The original Panic! album, A Fever You Can’t Sweat Out (2005) comes in at number three. I’ll admit I struggled with where to place this album on the list. As I mentioned before, when it first came out I resisted it but like the catchy thing it is it eventually worked its way into my heart. I still think some of it crosses the line between clever and irritating. The “Introduction” and “Intermission” tracks fall into the first category, providing an easing into and midpoint break of the chaotic trip the listener embarks on. The long titles of tracks two, three, seven, and twelve fall into that second category. At the end of the day this is the album that started it all and eighteen years later it is still easy to see why it became the monster hit it did. It would deserve a high ranking for that alone but it is also a creatively clever album that embraces energetic chaos and sonic diversity.
Best Song: “I Write Sins Not Tragedies.” Nothing else needs to be said.
My number two choice may be a bit controversial to some fans, and is perhaps only a little influenced by recency bias. Still, I maintain that the last album, Viva Las Vengeance (2022), will go down in history as one of the best Panic! albums of all time. It is a love letter to classic rock with musical references to bands from the 70s and 80s that created the sound Urie is fixated on, littered throughout the album. “Star Spangled Banger” riffs on the classic Thin Lizzy motif of “talking as singing” in its bridges. “Middle of a Breakup” sounds like The Cars jumped in the recording studio with Urie and he even name drops T. Rex in the chorus.

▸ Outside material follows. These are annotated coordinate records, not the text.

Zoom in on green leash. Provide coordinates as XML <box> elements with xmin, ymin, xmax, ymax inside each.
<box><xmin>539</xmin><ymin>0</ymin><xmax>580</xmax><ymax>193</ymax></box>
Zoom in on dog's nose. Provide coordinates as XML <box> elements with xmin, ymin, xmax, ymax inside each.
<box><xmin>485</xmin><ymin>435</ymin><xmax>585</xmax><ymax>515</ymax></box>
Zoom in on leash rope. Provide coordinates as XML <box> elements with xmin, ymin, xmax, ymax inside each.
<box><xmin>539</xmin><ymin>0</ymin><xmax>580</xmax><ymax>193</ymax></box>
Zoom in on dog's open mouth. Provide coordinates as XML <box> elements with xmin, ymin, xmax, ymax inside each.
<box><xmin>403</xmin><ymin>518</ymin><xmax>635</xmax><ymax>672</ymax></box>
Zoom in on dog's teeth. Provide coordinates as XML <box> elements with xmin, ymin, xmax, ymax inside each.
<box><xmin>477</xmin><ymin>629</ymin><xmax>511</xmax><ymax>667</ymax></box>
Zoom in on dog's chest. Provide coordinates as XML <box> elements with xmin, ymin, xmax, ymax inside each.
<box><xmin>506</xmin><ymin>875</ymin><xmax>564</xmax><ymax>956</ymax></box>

He then name drops ELO in “Sugar Soaker” while evoking Meatloaf vibes. And of course there is “Sad Clown,” which could have been titled “I Love Queen and Here is a Song to Prove It.” There are also writing credits on multiple tracks for the artists that inspired them, including “God Killed Rock and Roll” which essentially steals directly from the Kiss song of a similar name. This album should serve as a starting point of educational material for those not familiar with the bands I just mentioned. Aside from the number one album this is the strongest in terms of musical themes, and in my opinion doesn’t feature a single weak track. Though I am sad the band is done, this is a hell of an album to end on.

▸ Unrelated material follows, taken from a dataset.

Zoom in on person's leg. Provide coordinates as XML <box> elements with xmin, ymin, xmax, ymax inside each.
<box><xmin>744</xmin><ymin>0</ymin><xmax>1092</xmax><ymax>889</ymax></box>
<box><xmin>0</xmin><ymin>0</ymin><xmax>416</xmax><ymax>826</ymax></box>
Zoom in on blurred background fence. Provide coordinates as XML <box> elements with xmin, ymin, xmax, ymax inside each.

Best Song: All of them. Listen to the entire album as it was meant to be heard from start to finish.
Then there was one. Death of a Bachelor (2016) is the fifth studio album and the first to be released as part of the solo enterprise. It is the second most successful in terms of sales and it’s easy to see why. I’ll come right out and say it, this is a perfect rock album. It starts off banging with “Victorious” and doesn’t slow down until it finally allows the listener to take a breath of air with the closing track, “Impossible Year.” Its singles included “Hallelujah,” which feels like a religious experience when you hear it live. Don’t believe me? Just listen to “All My Friends We’re Glorious: Death of a Bachelor Live” album. There is also the title track which is Urie’s very capable ode to Frank Sinatra. We could also talk about the incredible music videos that were created for the album, perhaps most impressive of which is the one for “Emperor’s New Clothes,” featuring Urie in full makeup as a demon king. Or there’s the octopus alien thing from “Don’t Threaten Me with a Good Time.” Everything about this album is perfect.
Best Song: As with the previous entry this album is best experienced as a whole, though I will highlight “LA Devotee,” as it features my favorite subject material and is just full of dark moody vibes.